10. Cross Cultural Psychology and World Cinema
Cross-cultural psychology is the study of behavior, thinking, and emotions as they vary across cultures and how culture as a variable affects individuals within it. The point of this chapter is to encourage movie viewers to watch films from other cultures or subcultures to gain better understanding. Unless one has traveled abroad, most of what we know about other cultures likely has been derived from film or television. While much of this information may be generally accurate, some perceptions inevitably will be biased. In addition to cross-cultural psychological constructs, this chapter also provides a brief tour of world cinema.
11. Alfred Hitchcock the Master of Suspense
No other director is more closely associated with the psychology of film than Alfred Hitchcock. Hitchcock directed almost 60 films and many of them dealt directly with psychological themes. Spellbound (1945) featured a psychiatrist and her patient and included a dream sequence by Salvador Dali. Psycho (1960) probably the most popular film dealing with psychological issues explored what happens when a son’s love for his mother goes wrong. Vertigo (1958) included a main character who is afraid of heights and includes themes of obsession, delusions, hallucinations, and parallel worlds. Rear Window (1954) made voyeurs out of us all as we watched Jimmy Stewart and Grace Kelly watch others. The titles themselves evoke many sinister, psychological emotions and themes.
As the “Master of Suspense”, Hitchcock made films that were both thrilling and disturbing. Despite the typically dark themes, Hitchcock’s films also contained comic elements that served to heighten the fear and anxiety and increase the range of emotion the audience might experience.
12. David Lynch and Krzysztof Kieslowski: Alienation and the Search for Meaning
David Lynch is an American, reared in a nation and time that promoted independence and artistic creativity. Krzysztof Kieslowski was an Eastern European, reared in a land devastated by Hitler and later Soviet oppression. Their backgrounds, like the content and style of their films, were very different, but the commonality in their work is found in an exploration of the fundamental aspects of human existence: themes of alienation, longing, love, aggression, and spirituality.

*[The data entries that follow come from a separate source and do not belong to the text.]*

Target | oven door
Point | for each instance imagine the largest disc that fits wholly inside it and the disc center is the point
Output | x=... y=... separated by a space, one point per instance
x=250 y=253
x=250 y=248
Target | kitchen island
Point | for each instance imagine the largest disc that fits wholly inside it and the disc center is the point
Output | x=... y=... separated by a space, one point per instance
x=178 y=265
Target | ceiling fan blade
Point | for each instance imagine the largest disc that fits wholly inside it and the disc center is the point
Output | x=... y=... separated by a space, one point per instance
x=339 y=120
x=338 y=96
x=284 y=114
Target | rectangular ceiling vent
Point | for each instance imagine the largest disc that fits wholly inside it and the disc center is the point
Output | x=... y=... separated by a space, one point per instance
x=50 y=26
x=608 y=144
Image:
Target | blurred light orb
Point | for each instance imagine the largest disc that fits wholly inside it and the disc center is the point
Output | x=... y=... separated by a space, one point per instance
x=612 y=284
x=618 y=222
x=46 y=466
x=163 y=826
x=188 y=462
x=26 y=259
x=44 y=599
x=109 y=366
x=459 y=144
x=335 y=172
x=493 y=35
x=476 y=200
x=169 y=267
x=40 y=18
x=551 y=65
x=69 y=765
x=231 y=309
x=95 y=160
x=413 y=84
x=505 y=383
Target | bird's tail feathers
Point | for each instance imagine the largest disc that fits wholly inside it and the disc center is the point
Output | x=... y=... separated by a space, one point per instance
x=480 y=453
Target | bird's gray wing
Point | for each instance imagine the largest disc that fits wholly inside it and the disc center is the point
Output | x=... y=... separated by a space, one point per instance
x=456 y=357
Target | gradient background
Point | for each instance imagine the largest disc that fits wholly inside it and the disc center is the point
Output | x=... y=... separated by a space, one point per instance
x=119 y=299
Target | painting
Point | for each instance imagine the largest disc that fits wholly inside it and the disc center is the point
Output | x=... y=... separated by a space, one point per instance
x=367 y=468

Detailed intellectual analysis has its place. Technical deconstruction and evaluation can be a valuable learning experience. Such academically minded pursuits can also be much fun for those who are into that sort of thing. For many people though, it is the overall experience of watching the film that has meaning for them. Was it enjoyable? Did it speak to them? How did it make them feel? The two directors profiled in this chapter have a way of evoking emotion through their films in a way that is powerful, but not always able to be articulated fully. Of course film critics and cinephiles have taken on the task of trying to derive meaning from specific symbols in their work, but as with all true art, there can be as many interpretations as there are viewers. One thing can be said: their films will make you feel. You may be offended, uplifted, saddened, or liberated. You may love their work or you may hate it—but it is unlikely you will walk away untouched.